In the UK, unlike mainland Europe, experimentation has typically been seen as the preserve of the young. As a result, we have generally missed out on the mature well-funded experimentation of artists like Bausch, Brook, Kantor and Grotowski or more recently of Fabre, Lauwers and Castellucci. Whereas in Europe the avant-garde has always been seen as a career destiny/destination, in the UK it has been typically patronized as being of ‘the fringe’ (damn you Edinburgh!) and as part of the landscape of alternative theatre. In short, it was something you did before you got a proper job in a proper theatre. Despite this, however, individual directors and companies have made work that span decades and this edition reflects some of the work made those companies that have somehow managed to survive the vagaries of the UK arts funding system
PEEP SHOW by Benchtours
Benchtours was a bunch of Paris trained (Lecoq/Gaulier), Edinburgh based artists who made some great work in Scotland in the 90s and 00s. Peepshow won the award for best production at Glasgow Mayfest in 1997, and was immersive before the word wore itself out. You can currently see the creative output of the same people, now making work at The Occasion.

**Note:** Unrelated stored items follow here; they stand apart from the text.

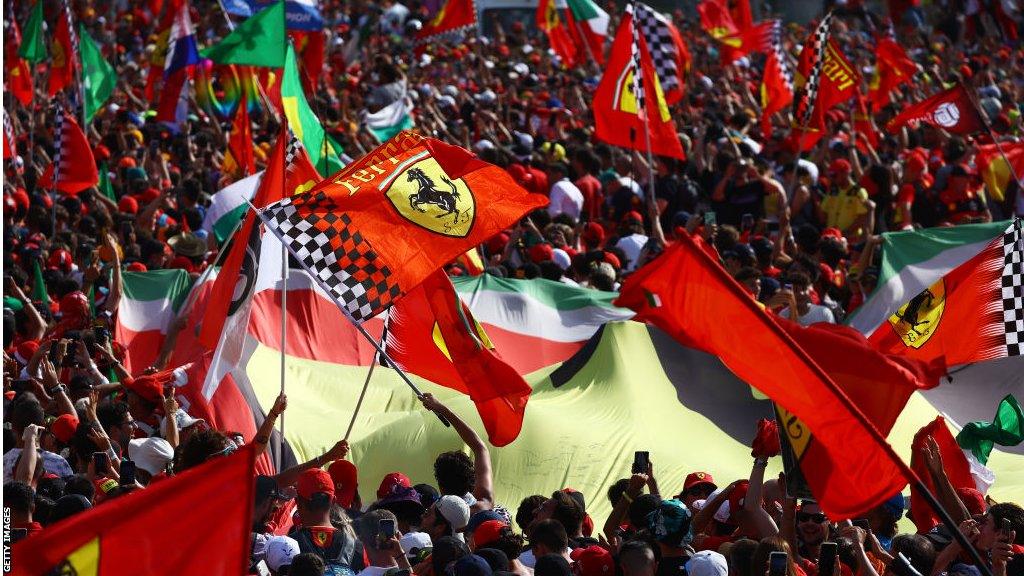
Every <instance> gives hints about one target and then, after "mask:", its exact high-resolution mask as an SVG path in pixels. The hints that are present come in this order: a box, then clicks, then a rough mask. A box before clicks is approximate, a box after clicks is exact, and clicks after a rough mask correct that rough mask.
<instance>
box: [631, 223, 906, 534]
mask: <svg viewBox="0 0 1024 576" xmlns="http://www.w3.org/2000/svg"><path fill="white" fill-rule="evenodd" d="M615 303H616V304H617V305H624V306H627V307H630V308H633V310H634V311H636V312H637V317H636V319H637V320H641V321H648V322H650V323H652V324H654V325H655V326H657V327H658V328H660V329H662V330H664V331H666V332H667V333H668V334H669V335H670V336H672V337H673V338H675V339H676V340H677V341H679V342H680V343H682V344H683V345H685V346H690V347H695V348H697V349H700V351H703V352H707V353H709V354H712V355H715V356H718V357H719V358H720V359H721V360H722V362H723V363H724V364H725V365H726V366H727V367H728V368H729V369H730V370H731V371H732V372H733V373H734V374H736V375H737V376H738V377H739V378H740V379H742V380H744V381H745V382H748V383H749V384H751V385H753V386H754V387H756V388H758V389H759V390H761V392H762V393H764V394H766V395H767V396H768V397H769V398H771V399H772V400H773V401H775V403H776V405H778V406H780V407H781V408H783V409H785V410H786V411H787V412H790V413H792V414H793V415H794V416H795V417H796V418H799V419H800V420H801V421H803V423H804V424H806V426H807V428H808V429H809V430H810V433H811V434H813V435H814V440H815V442H812V443H809V444H804V445H798V446H795V450H796V452H797V454H798V457H799V458H800V459H801V461H802V462H804V461H813V462H814V463H815V465H813V466H811V465H806V466H804V465H802V466H801V468H802V470H803V472H804V475H805V477H806V478H807V482H808V485H809V486H810V487H811V489H812V491H813V492H814V495H815V496H816V498H817V499H818V501H819V502H820V504H821V507H822V509H823V510H824V511H825V513H827V515H828V517H829V519H833V520H834V521H838V520H843V519H849V518H858V517H859V515H861V513H863V512H865V511H867V510H868V509H870V508H871V507H873V506H876V505H878V504H879V503H880V502H882V501H883V500H885V499H886V498H889V497H890V496H892V495H893V494H895V493H897V492H899V491H900V490H901V489H902V488H903V487H904V486H906V483H907V481H908V478H907V477H905V476H904V472H905V471H906V470H905V466H903V465H902V462H900V461H899V460H898V458H896V457H895V456H894V455H893V453H892V451H891V449H888V446H887V445H886V444H885V440H883V438H882V437H881V436H880V435H879V434H878V431H877V430H874V431H873V434H872V430H870V428H869V426H871V425H872V424H870V423H868V422H866V421H864V420H863V419H862V418H864V416H863V415H862V414H860V415H858V414H857V412H855V411H854V410H855V405H854V404H852V403H851V401H850V400H849V399H847V398H846V396H845V395H844V394H843V392H842V390H841V389H840V388H839V387H838V386H837V384H836V382H834V381H833V380H831V379H830V378H828V377H827V375H825V373H824V372H823V371H822V370H821V369H820V368H818V367H817V365H815V364H814V362H813V361H812V360H811V359H810V357H809V356H808V354H807V353H806V352H804V351H803V349H802V348H801V347H800V346H799V345H798V344H797V343H796V342H795V341H794V340H793V339H792V338H791V337H790V336H787V335H786V334H785V333H784V331H783V330H782V329H781V328H780V327H779V326H778V325H777V324H775V323H774V321H773V320H772V319H771V318H770V317H769V316H768V315H767V314H766V313H765V312H764V311H762V310H761V308H759V307H758V306H757V304H756V302H755V300H754V299H752V298H751V297H750V296H749V295H748V294H746V292H744V291H743V289H742V288H741V287H740V286H739V284H737V283H736V282H735V281H734V280H732V279H731V278H730V277H729V276H728V274H727V273H726V272H725V270H724V269H722V268H721V265H719V264H718V263H717V262H715V261H714V260H712V259H711V256H709V255H708V254H707V253H706V252H703V251H702V250H701V249H699V248H698V247H697V246H696V244H695V243H694V242H693V241H692V240H691V239H690V238H689V237H688V236H684V237H682V238H681V240H680V242H679V243H678V244H677V245H676V246H673V247H671V248H669V249H668V250H666V251H665V253H664V254H663V255H662V256H659V257H658V258H657V259H656V260H655V261H654V262H651V263H650V264H647V265H646V266H644V268H643V269H641V270H640V271H638V272H636V273H634V275H633V276H632V277H630V278H629V279H628V280H627V281H626V283H625V286H624V287H623V290H622V295H621V296H620V297H618V299H617V300H616V301H615ZM737 333H740V334H744V339H743V346H742V349H741V351H740V348H737V347H736V342H735V334H737ZM804 436H805V437H806V435H804ZM849 454H858V458H850V457H849Z"/></svg>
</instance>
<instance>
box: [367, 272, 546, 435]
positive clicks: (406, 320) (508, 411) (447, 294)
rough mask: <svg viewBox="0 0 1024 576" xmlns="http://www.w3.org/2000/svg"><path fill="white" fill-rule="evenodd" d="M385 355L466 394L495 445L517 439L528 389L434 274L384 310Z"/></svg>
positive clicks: (450, 284) (438, 381) (451, 287)
mask: <svg viewBox="0 0 1024 576" xmlns="http://www.w3.org/2000/svg"><path fill="white" fill-rule="evenodd" d="M386 332H387V337H386V342H385V343H386V345H387V353H388V356H389V357H390V358H391V360H393V361H394V363H395V364H397V365H398V367H399V368H401V369H402V370H404V371H407V372H410V373H413V374H416V375H417V376H421V377H423V378H426V379H428V380H430V381H432V382H434V383H437V384H440V385H442V386H446V387H450V388H453V389H456V390H459V392H461V393H463V394H466V395H469V397H470V398H471V399H472V400H473V403H474V404H476V410H477V412H479V414H480V420H482V421H483V427H484V428H485V429H486V430H487V439H488V440H489V442H490V444H493V445H495V446H505V445H507V444H509V443H511V442H512V441H514V440H515V439H516V437H518V436H519V430H520V429H521V428H522V418H523V415H524V414H525V412H526V402H527V401H528V400H529V393H530V387H529V384H527V383H526V381H525V380H523V379H522V376H520V375H519V373H518V372H516V371H515V368H513V367H511V366H509V365H508V364H506V363H505V362H504V361H503V360H502V359H501V357H500V356H499V355H498V352H497V351H496V349H495V345H494V344H493V343H492V342H490V339H489V338H487V335H486V333H484V331H483V327H482V326H480V324H479V323H478V322H476V320H474V319H473V315H472V314H471V313H470V312H469V306H467V305H466V304H465V303H463V301H462V300H461V299H459V295H458V294H457V293H456V291H455V287H454V286H452V281H451V280H449V278H447V276H446V275H445V274H444V272H443V271H440V270H438V271H437V272H435V273H434V274H432V275H430V276H429V277H428V278H427V279H426V280H425V281H424V282H423V283H422V284H420V285H419V286H417V287H416V288H415V289H414V290H413V291H412V292H410V293H409V294H408V295H407V296H406V297H404V298H402V299H401V300H399V301H398V303H396V304H395V305H394V306H392V307H391V310H390V311H389V312H388V320H387V331H386Z"/></svg>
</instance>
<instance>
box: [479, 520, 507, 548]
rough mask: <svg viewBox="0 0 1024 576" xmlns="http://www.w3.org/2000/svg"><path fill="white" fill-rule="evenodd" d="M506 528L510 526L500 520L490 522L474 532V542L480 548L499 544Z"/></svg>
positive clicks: (485, 523)
mask: <svg viewBox="0 0 1024 576" xmlns="http://www.w3.org/2000/svg"><path fill="white" fill-rule="evenodd" d="M506 527H508V525H507V524H505V523H504V522H502V521H500V520H488V521H487V522H484V523H483V524H481V525H479V526H477V527H476V530H474V531H473V542H474V543H475V544H476V547H478V548H479V547H482V546H485V545H487V544H489V543H492V542H497V541H498V539H499V538H501V537H502V529H503V528H506Z"/></svg>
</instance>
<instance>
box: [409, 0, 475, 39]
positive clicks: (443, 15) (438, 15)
mask: <svg viewBox="0 0 1024 576" xmlns="http://www.w3.org/2000/svg"><path fill="white" fill-rule="evenodd" d="M473 26H476V7H475V6H474V5H473V0H446V1H445V2H444V5H443V6H441V8H440V9H439V10H437V12H436V13H434V15H433V17H431V18H430V22H428V23H427V24H425V25H424V26H423V28H422V29H420V32H418V33H417V34H416V40H417V42H418V43H419V44H424V43H426V42H431V41H433V40H436V39H438V37H440V36H441V35H443V34H446V33H450V32H457V31H459V30H465V29H467V28H470V27H473Z"/></svg>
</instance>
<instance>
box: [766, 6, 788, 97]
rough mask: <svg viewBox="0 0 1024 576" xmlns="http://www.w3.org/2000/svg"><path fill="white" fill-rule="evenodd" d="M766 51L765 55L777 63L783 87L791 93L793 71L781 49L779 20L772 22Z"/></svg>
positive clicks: (780, 38)
mask: <svg viewBox="0 0 1024 576" xmlns="http://www.w3.org/2000/svg"><path fill="white" fill-rule="evenodd" d="M767 49H768V50H770V51H768V52H767V53H768V54H770V55H771V57H774V58H775V61H777V63H778V70H779V72H780V74H781V75H782V80H783V81H784V82H785V87H786V88H788V89H790V92H793V70H791V69H790V58H787V57H786V55H785V50H783V49H782V22H781V20H777V19H776V20H772V25H771V32H770V33H769V34H768V46H767Z"/></svg>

LAST SUPPER by Reckless Sleepers
Reckless Sleepers are, with Forced Entertainment, one of the great survivors of the explosion of European inflected performance-theatre which seemed briefly to thrive in the UK in the 1980s. Longevity is an important factor in terms of how work matures and The Last Supper, an extract of which is shown here, is mature work from a company which you should try to catch if you can.

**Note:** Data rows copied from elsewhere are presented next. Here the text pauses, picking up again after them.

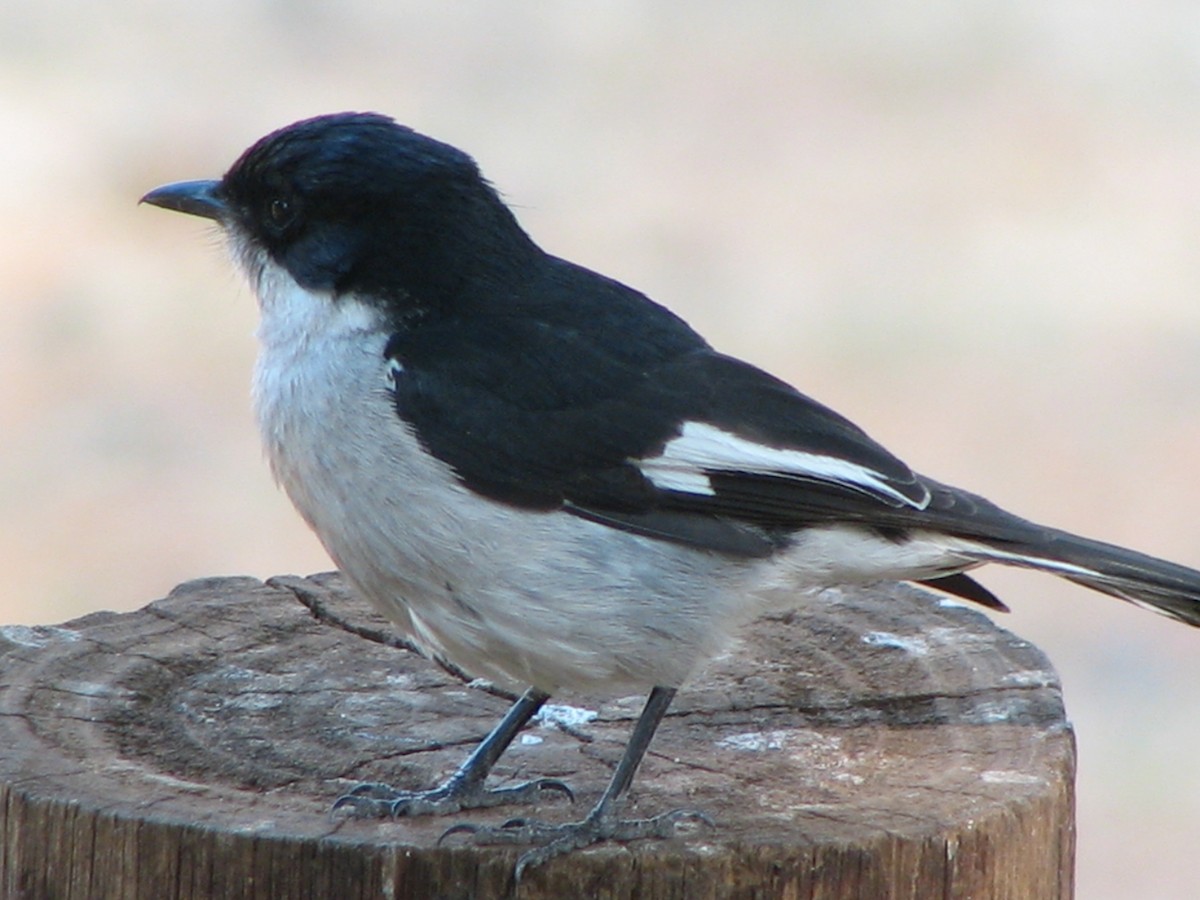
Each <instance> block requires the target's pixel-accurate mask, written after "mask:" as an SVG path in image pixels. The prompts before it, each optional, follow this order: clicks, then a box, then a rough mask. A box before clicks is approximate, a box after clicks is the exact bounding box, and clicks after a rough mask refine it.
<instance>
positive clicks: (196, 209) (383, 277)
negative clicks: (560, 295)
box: [142, 113, 540, 314]
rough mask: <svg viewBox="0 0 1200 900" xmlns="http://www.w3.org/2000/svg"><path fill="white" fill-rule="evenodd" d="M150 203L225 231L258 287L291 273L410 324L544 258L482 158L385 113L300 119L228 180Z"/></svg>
mask: <svg viewBox="0 0 1200 900" xmlns="http://www.w3.org/2000/svg"><path fill="white" fill-rule="evenodd" d="M142 200H143V202H144V203H149V204H152V205H156V206H162V208H164V209H170V210H176V211H179V212H187V214H191V215H197V216H203V217H205V218H211V220H214V221H215V222H217V223H218V224H220V226H221V227H222V228H223V230H224V232H226V234H227V236H228V239H229V241H230V245H232V247H233V250H234V254H235V257H236V258H238V259H239V260H240V262H241V263H242V265H244V268H245V269H246V271H247V274H248V275H250V278H251V282H252V283H257V282H258V280H259V278H260V277H262V276H263V271H264V269H265V268H269V266H278V268H282V269H284V270H286V271H287V274H288V275H289V276H290V277H292V278H293V280H294V281H295V282H296V283H299V284H300V286H301V287H304V288H306V289H308V290H316V292H328V293H330V294H331V295H334V296H337V295H343V294H354V295H355V296H358V298H360V299H364V298H365V299H371V300H373V301H377V302H380V304H386V305H389V306H391V307H394V311H395V312H396V313H401V314H407V313H410V312H413V311H414V310H421V311H425V310H437V308H446V307H454V306H456V305H458V304H462V302H464V301H467V299H468V298H469V295H472V294H474V293H476V290H475V289H476V288H479V287H481V286H484V284H486V286H487V287H488V288H490V289H491V290H494V289H496V288H500V289H504V288H505V287H511V284H514V283H515V280H520V278H521V277H523V276H524V275H526V274H527V272H528V270H529V266H530V265H532V263H533V260H534V259H535V258H536V256H538V254H539V253H540V251H538V248H536V247H535V245H534V244H533V242H532V241H530V240H529V238H528V236H527V235H526V234H524V232H523V230H522V229H521V227H520V226H518V224H517V222H516V220H515V218H514V217H512V214H511V212H510V211H509V210H508V208H506V206H505V205H504V203H503V202H502V200H500V198H499V197H498V196H497V193H496V191H494V190H493V188H492V186H491V185H490V184H488V182H487V181H486V180H485V179H484V176H482V175H481V174H480V172H479V168H478V167H476V164H475V162H474V160H472V158H470V156H468V155H467V154H464V152H462V151H461V150H457V149H455V148H452V146H450V145H449V144H444V143H442V142H439V140H434V139H433V138H428V137H426V136H424V134H420V133H418V132H415V131H413V130H412V128H408V127H406V126H403V125H398V124H396V122H395V121H392V120H391V119H389V118H386V116H383V115H377V114H373V113H338V114H332V115H323V116H318V118H314V119H306V120H304V121H300V122H295V124H294V125H289V126H287V127H284V128H281V130H278V131H275V132H272V133H270V134H268V136H266V137H264V138H262V139H260V140H258V142H257V143H256V144H254V145H253V146H251V148H250V149H248V150H246V151H245V152H244V154H242V155H241V157H240V158H239V160H238V161H236V162H235V163H234V164H233V166H232V167H230V168H229V170H228V172H227V173H226V174H224V176H223V178H222V179H221V180H220V181H182V182H176V184H170V185H164V186H163V187H158V188H156V190H154V191H150V192H149V193H148V194H145V197H143V198H142Z"/></svg>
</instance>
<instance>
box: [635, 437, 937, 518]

https://www.reckless-sleepers.eu
30X3 by Bodies In Flight
As part of the celebration of Bodies in Flight’s 30 years of making performance, video artist Tony Judge, a long-time collaborator, was commissioned to make this montage drawing together archival video and still images, original texts and sound-scores from the company’s work since 1989, spanning theatre and screen-based work, site-specific and participatory performance.
In this extract of a 30-minute work, Judge re-imagines the documentary material across three screens, exploring the multiple media and perspectives inherent in Bodies in Flight’s approach to performance and its persistence as live event in an increasingly digital age.
https://www.bodiesinflight.co.uk
GREENHAM 101 by Brave New Worlds
Brave New Worlds are, by comparison, a young company. The work is visually stunning and highly political. Costume based, they reflect the way in which costume is being re-understood as a primary element on the stage space. Theorists like Donatella Barbieri are making us rethink how we use costume and a new wave of gender polemicists are queering costume and gifting performance makers with a new vocabulary with which to understand costume on the stage (or in relation to any other space).